I leaped out of bed, laced up my runners, got on my (dad's) bike. I went uphill, then downhill for an hour, and came back inside only to go back outside, out on the water. We went tubing to tunes, and as Mick Jagger crooned, "am I rough enough?"... I slid off the inner tube in sync with his "ooh," and with the aid of my lifejacket, popped my now-throbbing head above water. I came back inside again, and left within ten minutes, with dripping-wet hair only to drive, to sip and sample wine at one of the World's Top 5 Vineyards (at least according to Travel & Leisure), which in reality, made my head pound a little worse. Mission Hill Winery offered "gorgeous, breath-taking views" of the Okanagan Lake, and rows and rows of grape-vines made me want to lay down and nap. Which I, and my little sister did. We lied on the grass and stared at the sky. Got up and ate and ate again, playing dumb to the fact that we'd have to wear our barely-there bathing suits, baring our near-bulging bellies in a few hours. We shopped and strolled the town. We'd scarcely stopped all day in the plus-35, dry heat. And when we came back to our beach home, I caught myself complaining to my dad, like I have (too) many a time.

"I'm bored," I whined, slouching, sinking into the corner of the elevator.
"But you haven't stopped all day," he says, rolling his eyes.
"I know, but...."and I gave up on my defense. All around me is green, lush, summery, just as I've been yearning for... but where is the flashing, scuzzy "Zanzibar" sign. No angry, road-raged, sun-scorched drivers. No 10-dollar pitchers of headless beer. No homeless men to dance with on the streets at night(!).

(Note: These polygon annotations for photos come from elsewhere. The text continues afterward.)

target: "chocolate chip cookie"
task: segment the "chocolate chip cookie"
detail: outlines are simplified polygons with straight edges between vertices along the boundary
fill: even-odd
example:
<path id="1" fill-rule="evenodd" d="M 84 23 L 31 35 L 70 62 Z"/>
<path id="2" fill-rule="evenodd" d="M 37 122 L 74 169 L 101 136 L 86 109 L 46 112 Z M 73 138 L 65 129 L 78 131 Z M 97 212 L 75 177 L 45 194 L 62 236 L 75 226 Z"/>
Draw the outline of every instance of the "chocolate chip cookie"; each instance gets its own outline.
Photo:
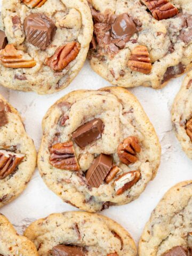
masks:
<path id="1" fill-rule="evenodd" d="M 93 69 L 113 84 L 159 89 L 192 67 L 186 0 L 90 0 Z"/>
<path id="2" fill-rule="evenodd" d="M 0 255 L 38 256 L 35 245 L 20 236 L 7 219 L 0 213 Z"/>
<path id="3" fill-rule="evenodd" d="M 133 95 L 120 87 L 80 90 L 48 110 L 38 165 L 65 202 L 89 212 L 127 204 L 156 174 L 161 146 Z"/>
<path id="4" fill-rule="evenodd" d="M 35 146 L 21 117 L 0 95 L 0 207 L 25 189 L 36 164 Z"/>
<path id="5" fill-rule="evenodd" d="M 153 211 L 142 234 L 139 256 L 192 253 L 192 180 L 171 188 Z"/>
<path id="6" fill-rule="evenodd" d="M 85 0 L 3 0 L 0 83 L 39 94 L 67 86 L 85 60 L 92 23 Z"/>
<path id="7" fill-rule="evenodd" d="M 51 214 L 32 223 L 25 235 L 39 256 L 136 256 L 128 232 L 114 221 L 93 213 L 68 212 Z"/>
<path id="8" fill-rule="evenodd" d="M 192 72 L 186 77 L 172 109 L 173 126 L 182 148 L 192 159 Z"/>

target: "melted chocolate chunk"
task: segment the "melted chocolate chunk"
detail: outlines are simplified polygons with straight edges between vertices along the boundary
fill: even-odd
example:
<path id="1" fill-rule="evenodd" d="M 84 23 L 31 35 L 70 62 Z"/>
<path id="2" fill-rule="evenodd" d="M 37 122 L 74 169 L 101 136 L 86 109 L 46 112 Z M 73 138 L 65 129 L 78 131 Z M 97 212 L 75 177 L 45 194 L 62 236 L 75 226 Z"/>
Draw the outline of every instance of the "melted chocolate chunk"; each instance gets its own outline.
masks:
<path id="1" fill-rule="evenodd" d="M 41 50 L 50 44 L 56 31 L 53 22 L 42 13 L 33 13 L 24 21 L 26 40 Z"/>
<path id="2" fill-rule="evenodd" d="M 100 119 L 93 119 L 79 127 L 72 133 L 72 138 L 83 148 L 101 137 L 103 122 Z"/>
<path id="3" fill-rule="evenodd" d="M 86 174 L 88 184 L 92 187 L 99 188 L 111 169 L 112 162 L 111 156 L 104 154 L 97 157 Z"/>

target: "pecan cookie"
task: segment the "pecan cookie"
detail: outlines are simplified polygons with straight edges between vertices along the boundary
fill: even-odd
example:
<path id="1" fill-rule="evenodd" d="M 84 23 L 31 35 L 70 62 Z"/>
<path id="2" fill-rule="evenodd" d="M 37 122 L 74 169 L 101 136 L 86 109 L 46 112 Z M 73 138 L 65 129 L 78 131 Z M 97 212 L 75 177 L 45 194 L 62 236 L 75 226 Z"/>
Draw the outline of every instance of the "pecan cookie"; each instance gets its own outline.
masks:
<path id="1" fill-rule="evenodd" d="M 82 210 L 128 203 L 156 174 L 158 139 L 125 89 L 73 92 L 49 110 L 43 130 L 41 175 L 65 202 Z"/>
<path id="2" fill-rule="evenodd" d="M 19 235 L 7 219 L 0 213 L 0 255 L 38 256 L 34 244 Z"/>
<path id="3" fill-rule="evenodd" d="M 111 219 L 93 213 L 51 214 L 32 223 L 25 235 L 39 256 L 136 256 L 134 241 Z"/>
<path id="4" fill-rule="evenodd" d="M 188 70 L 190 0 L 90 0 L 93 69 L 113 84 L 159 89 Z"/>
<path id="5" fill-rule="evenodd" d="M 21 118 L 0 95 L 0 207 L 25 189 L 36 164 L 35 146 Z"/>
<path id="6" fill-rule="evenodd" d="M 192 159 L 192 71 L 187 75 L 174 100 L 172 121 L 183 150 Z"/>
<path id="7" fill-rule="evenodd" d="M 190 256 L 192 180 L 171 188 L 153 211 L 141 235 L 139 256 Z"/>
<path id="8" fill-rule="evenodd" d="M 39 94 L 67 86 L 92 37 L 86 1 L 3 0 L 1 15 L 0 83 Z"/>

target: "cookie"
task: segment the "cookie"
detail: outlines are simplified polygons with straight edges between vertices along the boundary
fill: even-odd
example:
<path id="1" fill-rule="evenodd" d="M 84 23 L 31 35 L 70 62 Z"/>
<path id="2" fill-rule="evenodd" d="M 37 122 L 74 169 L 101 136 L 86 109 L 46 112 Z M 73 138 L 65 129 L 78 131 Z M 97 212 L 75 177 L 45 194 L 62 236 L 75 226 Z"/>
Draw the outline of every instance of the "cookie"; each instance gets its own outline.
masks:
<path id="1" fill-rule="evenodd" d="M 25 235 L 34 243 L 39 256 L 137 255 L 128 232 L 115 221 L 97 214 L 51 214 L 32 223 Z"/>
<path id="2" fill-rule="evenodd" d="M 162 88 L 192 67 L 186 0 L 91 0 L 93 69 L 114 85 Z"/>
<path id="3" fill-rule="evenodd" d="M 140 256 L 190 256 L 192 180 L 171 188 L 153 211 L 141 235 Z"/>
<path id="4" fill-rule="evenodd" d="M 36 164 L 35 146 L 21 117 L 0 95 L 0 207 L 25 189 Z"/>
<path id="5" fill-rule="evenodd" d="M 186 77 L 174 100 L 172 121 L 176 136 L 188 156 L 192 159 L 192 72 Z"/>
<path id="6" fill-rule="evenodd" d="M 109 87 L 72 92 L 45 115 L 38 156 L 46 185 L 96 212 L 136 199 L 156 174 L 161 146 L 136 98 Z"/>
<path id="7" fill-rule="evenodd" d="M 38 256 L 35 245 L 20 236 L 7 219 L 0 213 L 0 255 Z"/>
<path id="8" fill-rule="evenodd" d="M 92 23 L 85 0 L 3 0 L 0 83 L 39 94 L 67 86 L 86 59 Z"/>

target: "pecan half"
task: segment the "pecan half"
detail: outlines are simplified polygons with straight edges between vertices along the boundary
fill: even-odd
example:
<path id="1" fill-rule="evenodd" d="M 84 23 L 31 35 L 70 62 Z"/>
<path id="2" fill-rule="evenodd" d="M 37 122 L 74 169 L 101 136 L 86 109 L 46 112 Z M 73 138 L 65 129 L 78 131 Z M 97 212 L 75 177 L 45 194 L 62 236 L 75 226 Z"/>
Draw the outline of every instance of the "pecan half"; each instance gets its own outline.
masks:
<path id="1" fill-rule="evenodd" d="M 42 6 L 47 0 L 22 0 L 22 2 L 31 8 Z"/>
<path id="2" fill-rule="evenodd" d="M 178 9 L 168 0 L 143 0 L 143 2 L 157 20 L 173 17 L 179 12 Z"/>
<path id="3" fill-rule="evenodd" d="M 23 154 L 0 150 L 0 179 L 12 173 L 25 157 Z"/>
<path id="4" fill-rule="evenodd" d="M 135 156 L 141 151 L 141 147 L 137 137 L 130 136 L 125 139 L 117 148 L 117 154 L 121 162 L 125 164 L 135 163 L 138 160 Z"/>
<path id="5" fill-rule="evenodd" d="M 61 71 L 77 56 L 81 49 L 80 45 L 76 42 L 68 43 L 59 47 L 54 54 L 45 60 L 45 65 L 54 71 Z"/>
<path id="6" fill-rule="evenodd" d="M 116 195 L 121 195 L 131 188 L 138 181 L 140 177 L 141 173 L 139 171 L 132 171 L 121 175 L 114 181 Z"/>
<path id="7" fill-rule="evenodd" d="M 24 56 L 24 53 L 17 50 L 13 44 L 7 44 L 4 49 L 0 50 L 0 60 L 6 68 L 32 68 L 36 65 L 33 59 Z"/>
<path id="8" fill-rule="evenodd" d="M 50 163 L 62 170 L 79 171 L 79 166 L 75 154 L 73 141 L 58 143 L 50 148 Z"/>
<path id="9" fill-rule="evenodd" d="M 190 119 L 186 124 L 186 132 L 187 134 L 190 138 L 192 141 L 192 118 Z"/>
<path id="10" fill-rule="evenodd" d="M 131 52 L 127 65 L 133 71 L 146 74 L 150 73 L 152 65 L 147 47 L 143 45 L 135 47 Z"/>

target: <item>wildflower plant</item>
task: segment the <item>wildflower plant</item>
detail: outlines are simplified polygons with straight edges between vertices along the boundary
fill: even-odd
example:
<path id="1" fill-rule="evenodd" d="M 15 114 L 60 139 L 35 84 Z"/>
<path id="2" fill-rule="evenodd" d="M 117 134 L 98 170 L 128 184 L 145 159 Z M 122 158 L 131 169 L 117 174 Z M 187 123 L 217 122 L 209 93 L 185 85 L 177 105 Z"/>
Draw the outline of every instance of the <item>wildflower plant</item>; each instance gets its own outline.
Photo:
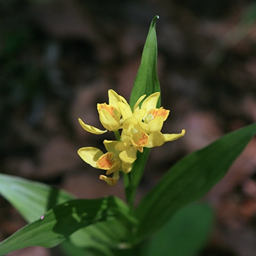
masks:
<path id="1" fill-rule="evenodd" d="M 225 175 L 256 134 L 256 124 L 225 135 L 180 160 L 134 205 L 151 148 L 185 134 L 184 129 L 177 134 L 161 132 L 170 111 L 161 104 L 157 19 L 150 24 L 129 102 L 109 90 L 108 104 L 97 106 L 104 129 L 79 119 L 93 134 L 113 132 L 115 140 L 103 141 L 106 151 L 85 147 L 77 152 L 92 166 L 106 171 L 99 178 L 108 185 L 115 185 L 122 175 L 126 202 L 113 196 L 76 199 L 61 189 L 0 174 L 1 195 L 28 222 L 0 243 L 0 255 L 61 243 L 68 255 L 188 256 L 204 246 L 212 223 L 212 208 L 204 202 L 185 205 L 201 198 Z"/>

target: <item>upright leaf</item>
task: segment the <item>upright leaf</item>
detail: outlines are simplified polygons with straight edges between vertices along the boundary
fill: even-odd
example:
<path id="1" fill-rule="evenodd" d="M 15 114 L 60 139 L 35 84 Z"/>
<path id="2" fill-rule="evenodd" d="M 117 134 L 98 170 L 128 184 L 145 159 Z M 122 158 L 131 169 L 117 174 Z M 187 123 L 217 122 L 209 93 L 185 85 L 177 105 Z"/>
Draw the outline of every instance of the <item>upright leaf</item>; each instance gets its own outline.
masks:
<path id="1" fill-rule="evenodd" d="M 256 124 L 227 134 L 175 164 L 136 211 L 138 239 L 159 229 L 182 206 L 200 198 L 228 170 L 256 134 Z"/>
<path id="2" fill-rule="evenodd" d="M 154 92 L 160 92 L 157 77 L 157 43 L 156 33 L 156 22 L 158 18 L 158 16 L 154 17 L 145 43 L 141 63 L 131 94 L 129 104 L 132 109 L 141 95 L 146 94 L 148 96 Z M 159 99 L 157 108 L 160 105 Z"/>
<path id="3" fill-rule="evenodd" d="M 154 17 L 151 22 L 148 36 L 145 43 L 141 61 L 135 78 L 131 94 L 130 106 L 132 109 L 138 99 L 143 95 L 147 96 L 160 92 L 160 84 L 157 76 L 157 42 L 156 33 L 156 22 L 158 16 Z M 161 97 L 157 102 L 157 108 L 161 106 Z M 146 164 L 150 150 L 145 148 L 142 154 L 138 154 L 137 159 L 132 165 L 132 172 L 125 177 L 125 193 L 130 205 L 133 205 L 135 193 Z"/>

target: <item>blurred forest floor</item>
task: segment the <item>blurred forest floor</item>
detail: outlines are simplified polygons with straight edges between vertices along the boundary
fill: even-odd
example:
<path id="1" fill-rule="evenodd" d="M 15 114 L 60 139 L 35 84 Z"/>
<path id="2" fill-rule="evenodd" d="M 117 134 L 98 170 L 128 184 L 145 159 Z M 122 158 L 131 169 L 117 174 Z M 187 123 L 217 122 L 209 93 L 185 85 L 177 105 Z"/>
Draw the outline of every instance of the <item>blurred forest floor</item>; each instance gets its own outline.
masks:
<path id="1" fill-rule="evenodd" d="M 0 1 L 0 170 L 79 197 L 124 197 L 77 155 L 102 148 L 97 102 L 129 100 L 152 19 L 157 34 L 164 131 L 186 136 L 154 148 L 140 200 L 176 161 L 256 122 L 256 3 L 242 0 Z M 111 134 L 108 134 L 112 139 Z M 256 138 L 205 199 L 216 223 L 199 256 L 256 255 Z M 225 157 L 225 156 L 223 156 Z M 207 170 L 205 170 L 207 171 Z M 170 188 L 172 189 L 172 188 Z M 0 198 L 0 240 L 25 225 Z M 33 248 L 8 255 L 61 255 Z"/>

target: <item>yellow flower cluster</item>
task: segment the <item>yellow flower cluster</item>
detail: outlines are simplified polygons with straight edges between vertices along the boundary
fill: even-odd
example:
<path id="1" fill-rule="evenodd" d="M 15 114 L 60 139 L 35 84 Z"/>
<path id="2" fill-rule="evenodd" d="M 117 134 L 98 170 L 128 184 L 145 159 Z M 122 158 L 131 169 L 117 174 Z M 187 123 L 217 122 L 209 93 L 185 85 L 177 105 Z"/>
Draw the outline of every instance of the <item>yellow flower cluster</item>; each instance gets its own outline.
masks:
<path id="1" fill-rule="evenodd" d="M 119 130 L 122 130 L 120 140 L 105 140 L 105 154 L 92 147 L 79 148 L 77 153 L 92 166 L 106 170 L 107 175 L 113 173 L 112 177 L 103 175 L 99 177 L 108 185 L 113 186 L 119 179 L 119 172 L 128 173 L 131 171 L 138 151 L 142 153 L 144 147 L 152 148 L 177 140 L 184 135 L 185 130 L 179 134 L 161 132 L 170 110 L 163 107 L 156 108 L 159 92 L 151 94 L 145 100 L 146 95 L 141 96 L 133 111 L 126 100 L 114 90 L 109 90 L 108 96 L 109 104 L 97 104 L 99 119 L 106 130 L 86 124 L 80 118 L 79 122 L 84 130 L 94 134 L 102 134 L 109 131 L 119 133 Z"/>

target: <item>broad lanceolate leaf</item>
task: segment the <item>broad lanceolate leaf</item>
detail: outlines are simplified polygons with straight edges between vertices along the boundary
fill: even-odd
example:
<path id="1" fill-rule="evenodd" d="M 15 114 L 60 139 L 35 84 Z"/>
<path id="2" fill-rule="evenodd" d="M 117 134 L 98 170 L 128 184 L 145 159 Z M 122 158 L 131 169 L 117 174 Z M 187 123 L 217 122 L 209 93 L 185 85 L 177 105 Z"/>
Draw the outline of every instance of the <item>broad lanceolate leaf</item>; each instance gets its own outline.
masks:
<path id="1" fill-rule="evenodd" d="M 0 243 L 0 255 L 31 246 L 52 247 L 80 228 L 98 221 L 117 218 L 129 223 L 131 219 L 127 211 L 124 202 L 114 196 L 65 202 Z"/>
<path id="2" fill-rule="evenodd" d="M 156 33 L 156 22 L 158 16 L 156 16 L 150 24 L 148 36 L 145 43 L 142 53 L 141 61 L 134 84 L 131 94 L 130 106 L 132 109 L 143 95 L 160 92 L 160 84 L 157 77 L 157 44 Z M 161 106 L 161 100 L 158 100 L 157 108 Z"/>
<path id="3" fill-rule="evenodd" d="M 28 222 L 38 220 L 54 206 L 74 198 L 67 192 L 46 184 L 1 173 L 0 194 Z"/>
<path id="4" fill-rule="evenodd" d="M 156 33 L 156 22 L 158 18 L 158 16 L 156 16 L 153 19 L 145 43 L 141 63 L 131 94 L 129 104 L 132 109 L 143 95 L 149 96 L 154 92 L 160 92 L 157 76 L 157 43 Z M 157 108 L 160 106 L 161 97 Z M 131 177 L 130 182 L 125 182 L 126 196 L 130 203 L 135 196 L 135 192 L 142 177 L 150 151 L 150 149 L 146 148 L 143 153 L 138 154 L 137 159 L 132 166 L 132 172 L 129 174 Z"/>
<path id="5" fill-rule="evenodd" d="M 138 239 L 152 234 L 182 206 L 205 195 L 223 177 L 255 134 L 256 124 L 236 131 L 171 168 L 136 211 Z"/>
<path id="6" fill-rule="evenodd" d="M 147 243 L 147 256 L 195 256 L 212 230 L 214 212 L 205 203 L 186 205 Z"/>

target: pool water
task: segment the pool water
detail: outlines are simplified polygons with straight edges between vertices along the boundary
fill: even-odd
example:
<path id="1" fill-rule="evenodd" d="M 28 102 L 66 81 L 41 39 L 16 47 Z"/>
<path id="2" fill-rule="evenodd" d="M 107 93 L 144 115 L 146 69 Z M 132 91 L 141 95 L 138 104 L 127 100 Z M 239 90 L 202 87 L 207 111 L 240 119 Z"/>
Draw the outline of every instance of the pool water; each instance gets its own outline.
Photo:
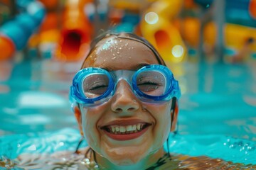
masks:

Parents.... they just don't understand.

Wednesday, July 2, 2008

Vicious Cycle


Last summer and this one as well, I've been considered a "server", dropping, cheap eggs and otherwise mediocre eats. Last week, I vetoed the online shortcut and opted in favour of the full-fledged, 3-hour Smart Serve licensing class. 'Smartly', I biked sans helmet, in a dress too short for walking, showed up sweaty and inevitably tardy, only  to be told things I already know, and have practiced (however illegally) from the comfort of my very own neighborhood restaurant. Someone copied answers from my government-issued exam, and I left my workbook behind at the practice bar in favor of the faster ride to the real thing. I left the TIB and biked Bathurst to Bistro as per usual, where an spiked Iced Tea would sit, ready to refresh me. I learned just a half hour ago how the 4 shots in one drink would put me and my BAC (which is blood alcohol concentration, not consumption by the way) at precisely double the legal limit.... and I saw that drink sitting there in all it's glory, completely disregarding that my chugging would make me an unlawful, illegal cyclist. Not that's thats ever mattered (read: riding through gardens and throwing bikes over suburban fences in the home-town). 8 ounces and 2 hours later means either a) I'm a standard college student, or b) I'm borderline bar ejection. Who knew it was legal to have intoxicated individuals in the bar? Uh, is there any other point?
 Last time I sat my booty (shorts) at Bistro, I was booted.
 This time, the laconic 'tender gave a wink as he called my posse 'smart girls' for cutting off soon after that last pitcher. True, it's tough to make the call when four shots costs a dozen dollars, but with work and working out and never sleeping in? The sky started spitting the second we stood from our chairs, and I hopped on my bike and headed east. The rain picked up quicker than my speed, and I booted it back, catching drops in my bangs and on my legs as they pedaled with a strange drunken confidence down College. Sure, I took a few confused, nay, misjudged turns, but the ending result was undeniable. Biking through the lit-up quad, surrounded by flowers and that fresh, summer rain smell, I felt no guilt, no remorse, just pleasure. I forgot my iPod and instead, sang on the bike ride home. A little solo karaoke never hurt anyone.